Intelletto e cuore

“Mademoiselle Albertine se n’è andata!” Come si spinge più in là della psicologia, la sofferenza, in fatto di psicologia! Un attimo prima, analizzandomi, avevo creduto che questo separarsi senza rivedersi fosse precisamente ciò che desideravo, e confrontando la mediocrità dei piaceri offertimi da Albertine con la ricchezza dei desideri che mi impediva di realizzare, avevo concluso, trovandomi sottile, che non volevo più vederla, che non l’amavo più. Ma quelle parole: “Mademoiselle Albertine se n’è andata” avevano prodotto nel mio cuore una sofferenza tale, che sentivo di non potervi resistere oltre. Così, quel che avevo creduto non essere niente per me era, molto semplicemente, tutta la mia vita.

[…]

Sì, poco fa, prima che entrasse Françoise, avevo creduto di non trascurare nulla, da analista meticoloso; avevo creduto di conoscere perfettamente il fondo del mio cuore.
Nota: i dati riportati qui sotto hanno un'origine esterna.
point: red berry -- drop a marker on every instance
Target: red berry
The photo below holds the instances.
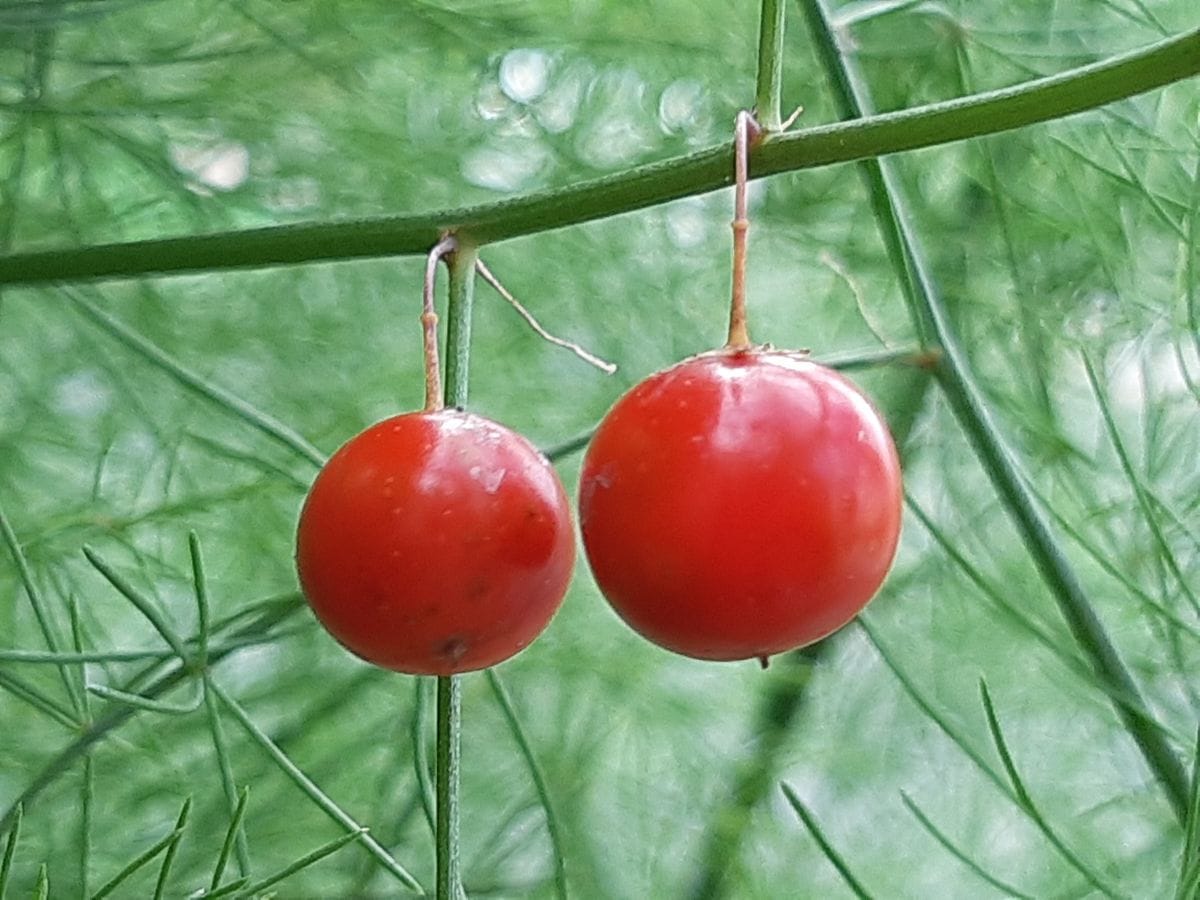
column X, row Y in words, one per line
column 739, row 504
column 436, row 543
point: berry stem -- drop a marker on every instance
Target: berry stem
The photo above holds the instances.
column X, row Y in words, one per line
column 744, row 131
column 430, row 323
column 461, row 262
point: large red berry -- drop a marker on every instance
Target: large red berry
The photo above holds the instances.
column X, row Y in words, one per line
column 739, row 504
column 436, row 543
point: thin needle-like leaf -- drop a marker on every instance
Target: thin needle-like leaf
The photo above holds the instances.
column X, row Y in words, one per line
column 931, row 321
column 265, row 616
column 220, row 396
column 136, row 863
column 958, row 853
column 1139, row 491
column 232, row 832
column 305, row 862
column 143, row 604
column 1042, row 100
column 34, row 595
column 168, row 858
column 539, row 779
column 10, row 849
column 313, row 792
column 1189, row 863
column 832, row 855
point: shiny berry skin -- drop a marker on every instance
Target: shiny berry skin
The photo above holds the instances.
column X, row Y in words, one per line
column 739, row 504
column 436, row 543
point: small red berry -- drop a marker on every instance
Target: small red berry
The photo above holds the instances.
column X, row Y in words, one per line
column 739, row 504
column 436, row 543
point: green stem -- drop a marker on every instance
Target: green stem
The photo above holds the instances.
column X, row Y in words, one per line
column 1036, row 101
column 768, row 89
column 970, row 408
column 449, row 741
column 459, row 316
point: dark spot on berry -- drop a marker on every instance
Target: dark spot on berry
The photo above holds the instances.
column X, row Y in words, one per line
column 453, row 649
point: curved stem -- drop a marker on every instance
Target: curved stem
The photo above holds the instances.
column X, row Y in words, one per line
column 768, row 89
column 1036, row 101
column 449, row 737
column 430, row 323
column 966, row 399
column 739, row 337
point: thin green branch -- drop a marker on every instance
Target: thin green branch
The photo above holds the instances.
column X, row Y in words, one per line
column 769, row 85
column 779, row 707
column 448, row 761
column 448, row 755
column 421, row 754
column 967, row 402
column 1037, row 101
column 143, row 604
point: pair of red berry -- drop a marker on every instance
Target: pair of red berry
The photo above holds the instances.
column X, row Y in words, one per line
column 742, row 503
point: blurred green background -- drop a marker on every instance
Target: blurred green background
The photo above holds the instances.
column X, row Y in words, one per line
column 129, row 119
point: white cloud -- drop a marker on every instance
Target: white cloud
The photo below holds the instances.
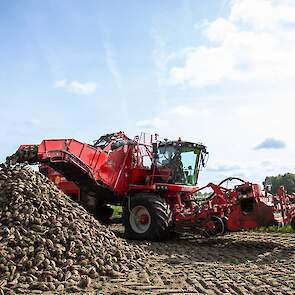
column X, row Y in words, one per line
column 152, row 124
column 255, row 43
column 77, row 86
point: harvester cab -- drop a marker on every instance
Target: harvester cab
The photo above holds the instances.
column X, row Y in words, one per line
column 183, row 159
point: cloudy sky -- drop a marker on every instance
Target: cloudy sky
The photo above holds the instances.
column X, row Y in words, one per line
column 219, row 72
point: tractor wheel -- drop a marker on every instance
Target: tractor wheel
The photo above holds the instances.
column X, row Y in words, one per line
column 293, row 222
column 103, row 213
column 147, row 216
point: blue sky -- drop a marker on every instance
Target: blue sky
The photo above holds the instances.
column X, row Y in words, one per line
column 203, row 70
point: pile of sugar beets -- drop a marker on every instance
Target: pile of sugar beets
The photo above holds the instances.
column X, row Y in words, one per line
column 50, row 243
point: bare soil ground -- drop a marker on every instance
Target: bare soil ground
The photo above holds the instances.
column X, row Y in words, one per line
column 237, row 263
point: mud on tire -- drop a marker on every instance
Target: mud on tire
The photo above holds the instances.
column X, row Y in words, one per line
column 156, row 217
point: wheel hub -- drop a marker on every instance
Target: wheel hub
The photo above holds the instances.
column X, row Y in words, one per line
column 140, row 219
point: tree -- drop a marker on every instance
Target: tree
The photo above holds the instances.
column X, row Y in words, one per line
column 287, row 180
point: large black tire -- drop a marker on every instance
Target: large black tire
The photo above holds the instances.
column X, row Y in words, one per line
column 159, row 220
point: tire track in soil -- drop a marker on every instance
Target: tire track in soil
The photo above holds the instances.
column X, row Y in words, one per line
column 237, row 263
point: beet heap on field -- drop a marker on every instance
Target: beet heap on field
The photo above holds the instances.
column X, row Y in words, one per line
column 48, row 242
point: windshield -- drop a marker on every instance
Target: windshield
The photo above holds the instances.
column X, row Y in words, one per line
column 182, row 161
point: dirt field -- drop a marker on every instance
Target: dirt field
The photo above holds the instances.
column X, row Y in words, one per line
column 239, row 263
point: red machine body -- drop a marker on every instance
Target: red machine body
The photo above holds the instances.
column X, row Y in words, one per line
column 156, row 182
column 283, row 205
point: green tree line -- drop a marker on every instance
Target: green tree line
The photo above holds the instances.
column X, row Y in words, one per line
column 287, row 180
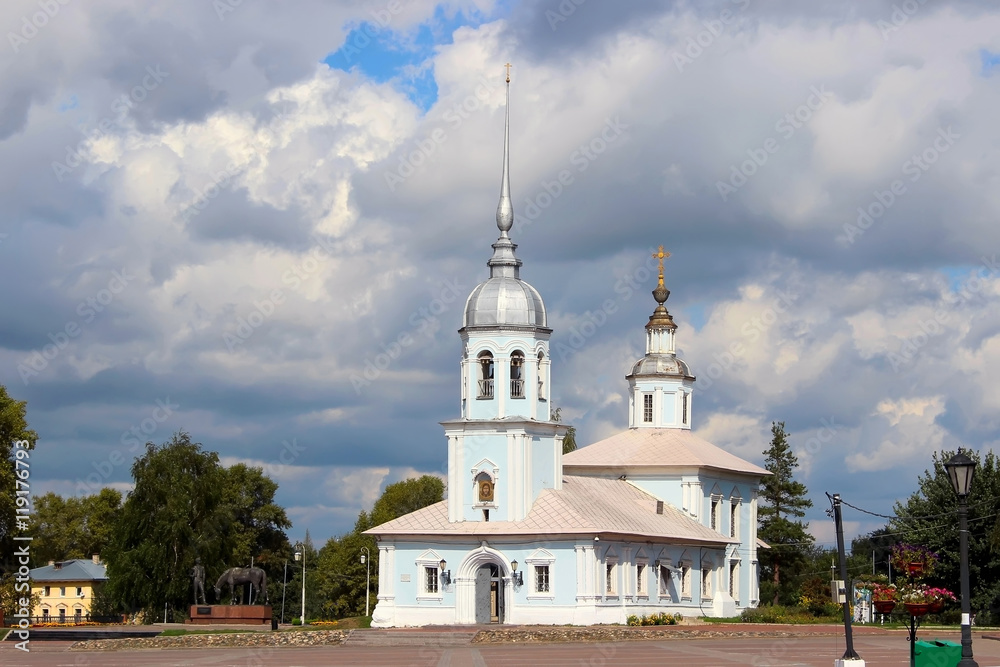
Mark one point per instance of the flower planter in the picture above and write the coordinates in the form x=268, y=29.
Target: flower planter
x=884, y=606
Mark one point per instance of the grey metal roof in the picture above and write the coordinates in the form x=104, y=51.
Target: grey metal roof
x=661, y=364
x=504, y=300
x=71, y=570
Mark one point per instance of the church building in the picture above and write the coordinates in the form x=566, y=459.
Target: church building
x=653, y=519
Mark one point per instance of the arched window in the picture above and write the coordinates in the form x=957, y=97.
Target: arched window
x=517, y=375
x=484, y=487
x=541, y=377
x=485, y=375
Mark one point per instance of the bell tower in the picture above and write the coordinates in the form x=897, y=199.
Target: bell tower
x=504, y=449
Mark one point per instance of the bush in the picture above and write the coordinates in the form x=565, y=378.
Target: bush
x=796, y=615
x=663, y=618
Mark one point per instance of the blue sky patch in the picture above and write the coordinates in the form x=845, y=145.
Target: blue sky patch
x=990, y=60
x=402, y=58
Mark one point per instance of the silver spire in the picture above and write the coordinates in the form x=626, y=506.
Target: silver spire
x=505, y=209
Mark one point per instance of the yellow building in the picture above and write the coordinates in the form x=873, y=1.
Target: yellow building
x=66, y=589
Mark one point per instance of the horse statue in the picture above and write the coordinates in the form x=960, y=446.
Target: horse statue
x=235, y=576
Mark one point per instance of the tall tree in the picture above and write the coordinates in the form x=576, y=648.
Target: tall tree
x=782, y=503
x=929, y=518
x=253, y=522
x=342, y=575
x=168, y=520
x=13, y=427
x=186, y=506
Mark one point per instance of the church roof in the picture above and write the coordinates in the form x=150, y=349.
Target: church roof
x=658, y=448
x=584, y=505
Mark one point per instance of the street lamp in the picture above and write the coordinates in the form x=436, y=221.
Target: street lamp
x=366, y=560
x=960, y=471
x=300, y=554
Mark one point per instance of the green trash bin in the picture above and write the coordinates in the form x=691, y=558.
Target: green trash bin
x=938, y=653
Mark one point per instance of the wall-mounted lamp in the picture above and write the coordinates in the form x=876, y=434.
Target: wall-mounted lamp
x=516, y=577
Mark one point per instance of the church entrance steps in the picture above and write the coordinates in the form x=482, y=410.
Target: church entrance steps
x=407, y=637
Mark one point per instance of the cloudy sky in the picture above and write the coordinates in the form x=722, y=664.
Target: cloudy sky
x=257, y=222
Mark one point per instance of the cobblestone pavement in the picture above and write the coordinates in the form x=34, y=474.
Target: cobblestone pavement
x=806, y=651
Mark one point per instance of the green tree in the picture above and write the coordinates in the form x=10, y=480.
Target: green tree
x=73, y=527
x=13, y=427
x=929, y=517
x=569, y=441
x=254, y=522
x=342, y=575
x=185, y=506
x=782, y=503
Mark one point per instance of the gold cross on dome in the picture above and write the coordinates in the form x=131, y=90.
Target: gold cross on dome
x=661, y=255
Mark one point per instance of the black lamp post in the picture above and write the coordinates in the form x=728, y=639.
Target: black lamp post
x=960, y=471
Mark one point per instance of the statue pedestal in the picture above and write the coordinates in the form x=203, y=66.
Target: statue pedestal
x=235, y=614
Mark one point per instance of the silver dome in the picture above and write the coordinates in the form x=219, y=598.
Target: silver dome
x=504, y=300
x=661, y=364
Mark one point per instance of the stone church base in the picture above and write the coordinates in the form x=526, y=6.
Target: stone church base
x=224, y=614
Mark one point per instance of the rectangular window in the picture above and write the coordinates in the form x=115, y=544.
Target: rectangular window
x=664, y=581
x=430, y=580
x=541, y=578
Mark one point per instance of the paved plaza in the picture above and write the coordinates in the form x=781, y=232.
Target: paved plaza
x=878, y=651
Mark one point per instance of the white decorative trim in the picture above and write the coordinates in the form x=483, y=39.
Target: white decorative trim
x=428, y=559
x=541, y=558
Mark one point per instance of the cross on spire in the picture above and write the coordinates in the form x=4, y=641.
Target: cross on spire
x=661, y=255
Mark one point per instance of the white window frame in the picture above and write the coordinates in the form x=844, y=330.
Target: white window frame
x=735, y=506
x=642, y=578
x=664, y=575
x=647, y=397
x=734, y=580
x=541, y=558
x=428, y=559
x=611, y=577
x=707, y=585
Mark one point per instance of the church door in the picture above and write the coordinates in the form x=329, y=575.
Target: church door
x=483, y=594
x=489, y=595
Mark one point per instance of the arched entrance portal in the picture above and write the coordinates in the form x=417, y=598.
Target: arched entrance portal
x=483, y=588
x=489, y=594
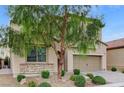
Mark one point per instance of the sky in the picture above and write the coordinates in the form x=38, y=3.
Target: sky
x=113, y=17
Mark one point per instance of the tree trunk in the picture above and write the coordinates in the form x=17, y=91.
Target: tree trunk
x=60, y=64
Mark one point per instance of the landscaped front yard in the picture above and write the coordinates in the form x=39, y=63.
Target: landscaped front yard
x=9, y=81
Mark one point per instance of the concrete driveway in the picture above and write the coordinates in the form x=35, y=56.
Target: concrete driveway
x=111, y=77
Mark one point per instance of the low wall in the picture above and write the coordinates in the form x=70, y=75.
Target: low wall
x=119, y=68
x=35, y=68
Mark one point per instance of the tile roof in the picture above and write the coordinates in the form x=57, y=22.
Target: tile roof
x=115, y=44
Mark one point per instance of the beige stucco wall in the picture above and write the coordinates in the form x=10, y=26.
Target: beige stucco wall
x=115, y=57
x=51, y=58
x=17, y=60
x=100, y=51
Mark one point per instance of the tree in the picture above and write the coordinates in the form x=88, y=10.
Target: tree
x=54, y=26
x=4, y=40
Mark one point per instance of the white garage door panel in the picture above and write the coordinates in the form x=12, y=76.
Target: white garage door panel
x=90, y=63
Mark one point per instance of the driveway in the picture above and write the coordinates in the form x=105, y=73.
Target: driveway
x=111, y=77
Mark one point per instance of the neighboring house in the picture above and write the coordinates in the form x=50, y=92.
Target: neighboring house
x=45, y=59
x=115, y=54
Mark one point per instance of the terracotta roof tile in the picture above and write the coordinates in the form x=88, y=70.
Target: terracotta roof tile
x=116, y=44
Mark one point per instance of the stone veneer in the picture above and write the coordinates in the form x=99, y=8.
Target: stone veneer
x=34, y=68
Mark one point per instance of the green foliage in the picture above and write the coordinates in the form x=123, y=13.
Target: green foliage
x=63, y=73
x=123, y=71
x=80, y=81
x=113, y=69
x=4, y=39
x=99, y=80
x=7, y=61
x=41, y=25
x=20, y=77
x=32, y=84
x=73, y=77
x=45, y=74
x=44, y=84
x=90, y=75
x=76, y=71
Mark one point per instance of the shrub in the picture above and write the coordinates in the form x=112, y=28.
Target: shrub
x=32, y=84
x=44, y=84
x=45, y=74
x=123, y=71
x=80, y=81
x=76, y=71
x=20, y=77
x=99, y=80
x=113, y=69
x=73, y=77
x=63, y=73
x=90, y=75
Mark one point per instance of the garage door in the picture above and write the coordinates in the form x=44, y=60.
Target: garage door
x=89, y=63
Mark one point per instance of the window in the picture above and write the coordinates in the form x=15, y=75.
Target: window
x=37, y=55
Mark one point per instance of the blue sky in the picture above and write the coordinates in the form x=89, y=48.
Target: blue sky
x=113, y=19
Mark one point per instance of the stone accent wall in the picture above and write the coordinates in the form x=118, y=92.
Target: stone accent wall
x=34, y=68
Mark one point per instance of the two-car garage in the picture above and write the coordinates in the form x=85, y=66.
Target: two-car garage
x=87, y=63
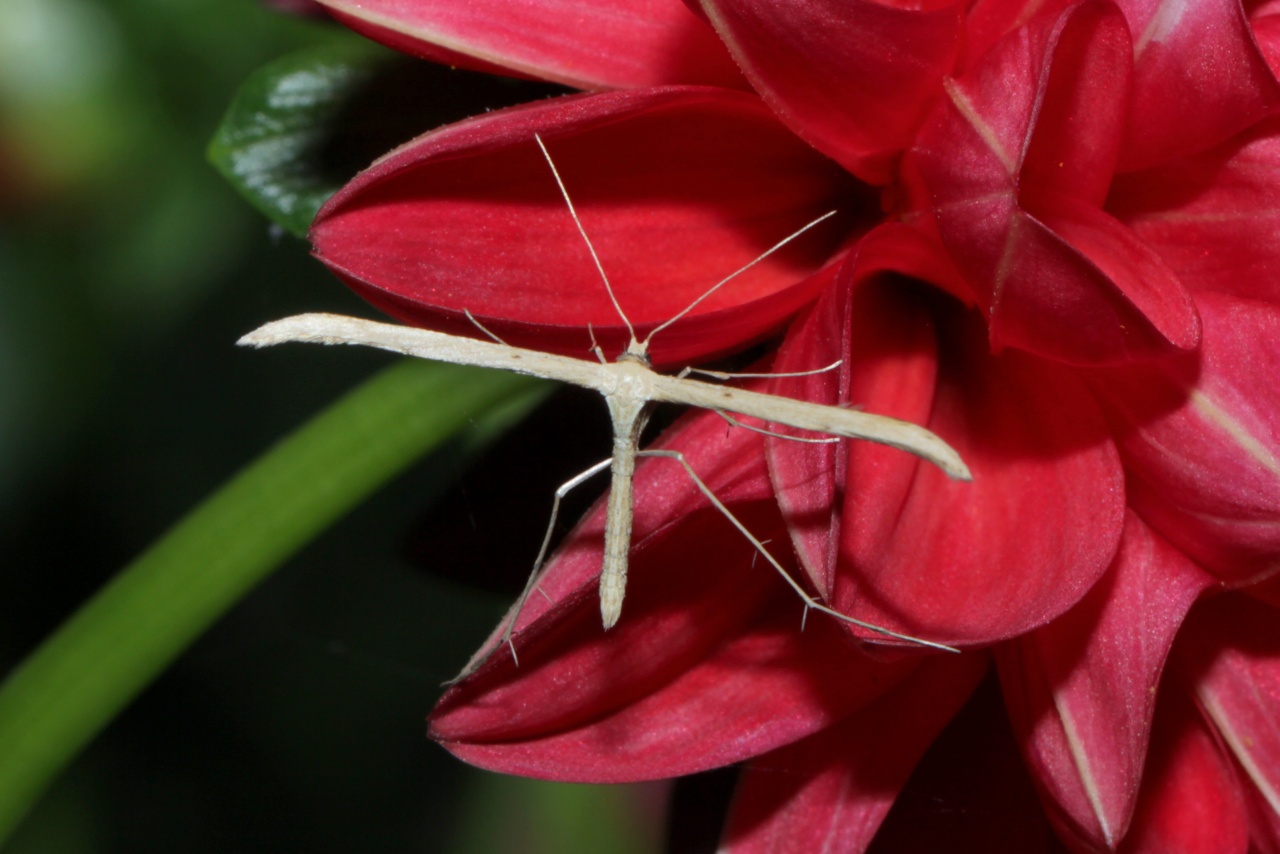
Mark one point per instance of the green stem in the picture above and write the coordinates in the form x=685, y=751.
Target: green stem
x=69, y=688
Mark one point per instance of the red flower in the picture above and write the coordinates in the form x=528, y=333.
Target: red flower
x=1059, y=249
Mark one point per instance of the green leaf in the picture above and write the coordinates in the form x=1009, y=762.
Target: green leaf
x=280, y=141
x=81, y=677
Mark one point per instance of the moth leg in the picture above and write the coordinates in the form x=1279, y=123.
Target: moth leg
x=810, y=603
x=686, y=371
x=563, y=489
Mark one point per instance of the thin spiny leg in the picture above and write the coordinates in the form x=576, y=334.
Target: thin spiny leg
x=686, y=371
x=732, y=421
x=786, y=576
x=565, y=488
x=590, y=247
x=735, y=274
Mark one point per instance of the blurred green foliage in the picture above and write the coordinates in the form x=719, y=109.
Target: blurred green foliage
x=127, y=269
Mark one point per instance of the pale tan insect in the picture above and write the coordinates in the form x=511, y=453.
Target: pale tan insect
x=630, y=388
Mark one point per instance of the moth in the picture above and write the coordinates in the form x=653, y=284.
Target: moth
x=630, y=388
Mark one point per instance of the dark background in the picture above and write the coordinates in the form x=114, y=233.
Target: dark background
x=127, y=269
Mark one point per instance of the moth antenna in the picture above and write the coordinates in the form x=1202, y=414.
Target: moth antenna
x=735, y=274
x=604, y=277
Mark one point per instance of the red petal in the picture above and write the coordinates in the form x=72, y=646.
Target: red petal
x=598, y=45
x=1082, y=690
x=853, y=77
x=708, y=634
x=831, y=791
x=1191, y=798
x=677, y=188
x=955, y=562
x=1198, y=78
x=970, y=793
x=1214, y=217
x=1202, y=441
x=1232, y=656
x=1014, y=167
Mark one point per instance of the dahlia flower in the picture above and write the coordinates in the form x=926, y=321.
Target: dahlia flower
x=1057, y=246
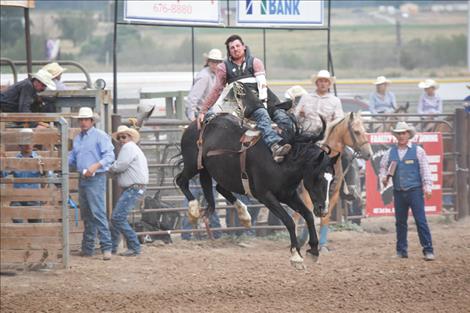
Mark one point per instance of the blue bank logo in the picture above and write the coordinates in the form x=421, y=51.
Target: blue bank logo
x=273, y=7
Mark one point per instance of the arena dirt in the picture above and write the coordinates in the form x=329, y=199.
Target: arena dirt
x=360, y=275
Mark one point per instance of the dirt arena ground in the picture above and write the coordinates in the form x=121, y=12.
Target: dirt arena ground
x=254, y=275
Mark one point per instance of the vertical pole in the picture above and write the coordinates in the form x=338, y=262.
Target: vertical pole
x=65, y=191
x=329, y=57
x=115, y=59
x=228, y=12
x=192, y=52
x=27, y=37
x=264, y=48
x=461, y=165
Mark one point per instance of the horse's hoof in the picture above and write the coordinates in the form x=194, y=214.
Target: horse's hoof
x=312, y=256
x=297, y=261
x=324, y=250
x=300, y=266
x=243, y=215
x=193, y=210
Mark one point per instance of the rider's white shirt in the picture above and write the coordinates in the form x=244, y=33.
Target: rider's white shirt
x=311, y=105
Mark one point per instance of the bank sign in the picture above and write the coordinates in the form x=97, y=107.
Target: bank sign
x=279, y=13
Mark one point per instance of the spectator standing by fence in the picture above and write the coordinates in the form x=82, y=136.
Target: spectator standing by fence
x=133, y=176
x=411, y=175
x=382, y=100
x=429, y=101
x=203, y=84
x=20, y=96
x=92, y=155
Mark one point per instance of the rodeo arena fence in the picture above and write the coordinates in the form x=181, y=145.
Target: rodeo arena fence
x=51, y=227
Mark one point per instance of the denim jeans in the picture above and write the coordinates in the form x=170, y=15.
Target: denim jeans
x=119, y=224
x=263, y=123
x=282, y=119
x=254, y=212
x=403, y=201
x=93, y=212
x=214, y=221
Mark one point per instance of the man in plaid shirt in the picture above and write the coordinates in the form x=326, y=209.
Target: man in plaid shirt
x=411, y=177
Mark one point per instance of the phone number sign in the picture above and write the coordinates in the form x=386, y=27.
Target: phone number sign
x=379, y=199
x=181, y=12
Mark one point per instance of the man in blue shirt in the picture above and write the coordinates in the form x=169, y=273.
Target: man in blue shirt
x=92, y=155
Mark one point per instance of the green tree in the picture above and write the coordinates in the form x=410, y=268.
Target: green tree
x=77, y=28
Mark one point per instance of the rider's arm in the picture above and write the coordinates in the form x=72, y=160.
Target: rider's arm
x=260, y=76
x=220, y=81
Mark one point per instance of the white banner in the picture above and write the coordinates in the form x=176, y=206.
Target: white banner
x=182, y=12
x=18, y=3
x=279, y=13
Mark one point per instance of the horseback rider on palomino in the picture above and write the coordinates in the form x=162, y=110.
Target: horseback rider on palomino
x=241, y=66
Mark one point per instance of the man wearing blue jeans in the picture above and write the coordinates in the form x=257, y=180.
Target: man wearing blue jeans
x=133, y=175
x=408, y=166
x=92, y=155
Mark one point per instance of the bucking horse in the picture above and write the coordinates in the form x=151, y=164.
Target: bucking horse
x=227, y=159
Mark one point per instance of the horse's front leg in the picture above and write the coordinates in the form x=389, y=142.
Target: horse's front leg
x=275, y=206
x=296, y=203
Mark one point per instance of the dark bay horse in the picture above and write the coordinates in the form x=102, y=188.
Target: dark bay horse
x=269, y=182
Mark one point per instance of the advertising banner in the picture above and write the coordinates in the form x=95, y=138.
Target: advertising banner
x=379, y=200
x=181, y=12
x=275, y=13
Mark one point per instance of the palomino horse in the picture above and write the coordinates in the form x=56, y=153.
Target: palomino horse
x=270, y=182
x=348, y=131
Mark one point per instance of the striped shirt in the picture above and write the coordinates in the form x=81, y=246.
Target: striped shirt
x=221, y=81
x=424, y=168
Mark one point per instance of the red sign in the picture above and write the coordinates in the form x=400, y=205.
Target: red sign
x=380, y=200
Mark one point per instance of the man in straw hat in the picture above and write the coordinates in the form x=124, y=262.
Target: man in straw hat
x=56, y=71
x=322, y=102
x=92, y=155
x=20, y=96
x=382, y=100
x=133, y=175
x=429, y=101
x=203, y=83
x=242, y=66
x=408, y=166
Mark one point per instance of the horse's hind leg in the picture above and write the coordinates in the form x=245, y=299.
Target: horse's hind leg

Ma la nostra intelligenza, per grande che sia, non può cogliere gli elementi che lo compongono, e che rimangono insospettati finché, dallo stato volatile in cui si mantengono per la maggior parte del tempo, un fenomeno capace di isolarli non li abbia sottoposti a un principio di solidificazione. Mi ero ingannato credendo di veder chiaro nel mio cuore. Ma la conoscenza che non m’era venuta dalle più fini percezioni dell’intelletto, ecco che me l’aveva data, dura, lampante, strana, come un sale cristallizzato, la brusca reazione del dolore.